#3017 – The Changing Face of Evil

On Monday, January 20, shortly before President Donald J. Trump officially became the 47th President of the United States, US Marines in California were in a gunfight against FBI agents guilty, allegedly, of planting surveillance gear in the off-post home of a White Hat council member stationed at Camp Pendleton.

Two days earlier, the officer found miniature audio and video recording devices in his bedroom, living room, and home office. Whoever installed the gadgets had infiltrated the home, circumventing a wireless alarm without leaving signs of intrusion. They hadn’t left a fingerprint or footprint or disturbed a piece of furniture. And while the intruder(s) had a degree of expertise, he apparently hadn’t the prescience to predict a White Hat council member would have counter-surveillance contraptions inside his home, which he checked habitually. And when he reviewed video footage from one of his strategically placed cameras, he saw two men garbed in black installing micro-cameras in lighting fixtures and other discrete locations. The intruders wore masks, their features undiscernible, but one held in his right hand a Glock 19, which he put on a counter while handing his companion a screwdriver. The officer’s camera had enough resolution to capture the gun’s serial numbers on a metal insert in front of the trigger guard.

White Hats accessed the Federal Firearms License (FFL) database and learned that the gun belonged to a California resident named Charles Dubois. Dubois was also a longtime FBI agent who worked at the bureau’s Fresno office.

Naturally, White Hats decided to visit him.

On Monday morning PST, US Marines arrived at and staked out Dubois’ domicile, with orders to arrest him on espionage charges. As they prepared to storm the house, a sedan carrying two men wearing dark suits and sunglasses pulled into the driveway. The driver honked the horn. It seemed that Dubois was carpooling to work that day.

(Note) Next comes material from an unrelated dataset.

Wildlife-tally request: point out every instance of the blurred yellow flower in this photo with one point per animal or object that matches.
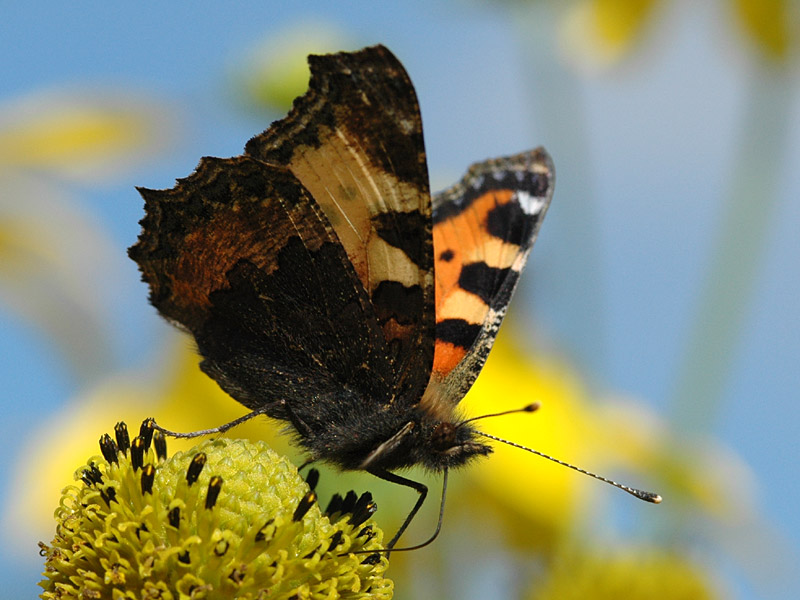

Although the Marines had concealed themselves, upon opening his front door, Dubois must have sensed something was amiss; he glanced about nervously. He pulled a cellphone from his jacket and held it to his ear. A second later, the man in the sedan’s passenger seat had a cell to his ear—the two obviously were speaking to each other.

Dubois ducked back inside but left the door ajar, and the sedan reversed slowly.

The Marines intuited they had somehow been made and broke cover. But by the time they reached the sedan, its occupants had fled the vehicles, entered Dubois’ house, and slammed shut the door.

Windows suddenly shattered, and the Marines came under fire. Bullets whizzed past them. One Marine diving for cover got hit in the leg and oozed blood on the pavement. A valiant Marine dashed toward him but had to retreat as the distinctive sound of automatic weapon fire erupted around him. When the gunfire subsided momentarily, the Marine in charge shouted at the top of his lungs, telling the three feds they were outnumbered and outgunned and would certainly die unless they surrendered immediately.

Meanwhile, a fountain of blood gushed from the wounded Marine’s leg. He lay in a pool of his own blood, telling his compatriots not to rescue him because they, too, might fall to enemy gunfire.

A standoff, an impasse, ensued. Both sides eyeballed one another, but neither was willing to break the stalemate. The feds demanded the Marines surrender, and vice versa.

It was high noon in DC, the highest point of culmination, often described in Old West fiction as the zenith of a confrontation between gunslingers.

Two minutes afterward, the unimaginable happened: The feds hurled their weapons out a shattered window, announced they were unarmed and surrendering, and beseeched the Marines to accept their unconditional surrender.

Their capitulation coincided with Trump’s inauguration.

“We work with you now, we’re coming out with hands up, don’t shoot, we give up,” one of the feds shouted. “We serve President Trump.”

The Marines treated the wounded after subduing the feds, who were true to their word.

Synchronously, Gen. Smith’s office received a flurry of phone calls from FBI offices in Portland, San Diego, Detroit, New York City, and fifteen other cities—all vowing allegiance to the Constitution and President Trump and imploring White Hats to show mercy. An FBI field supervisor in Virginia told Gen. Smith he had former FBI Deputy Director Paul Abbate, who sanctioned the raid on Trump’s Mar-a-Lago estate in 2022, in handcuffs and would deliver him to the military.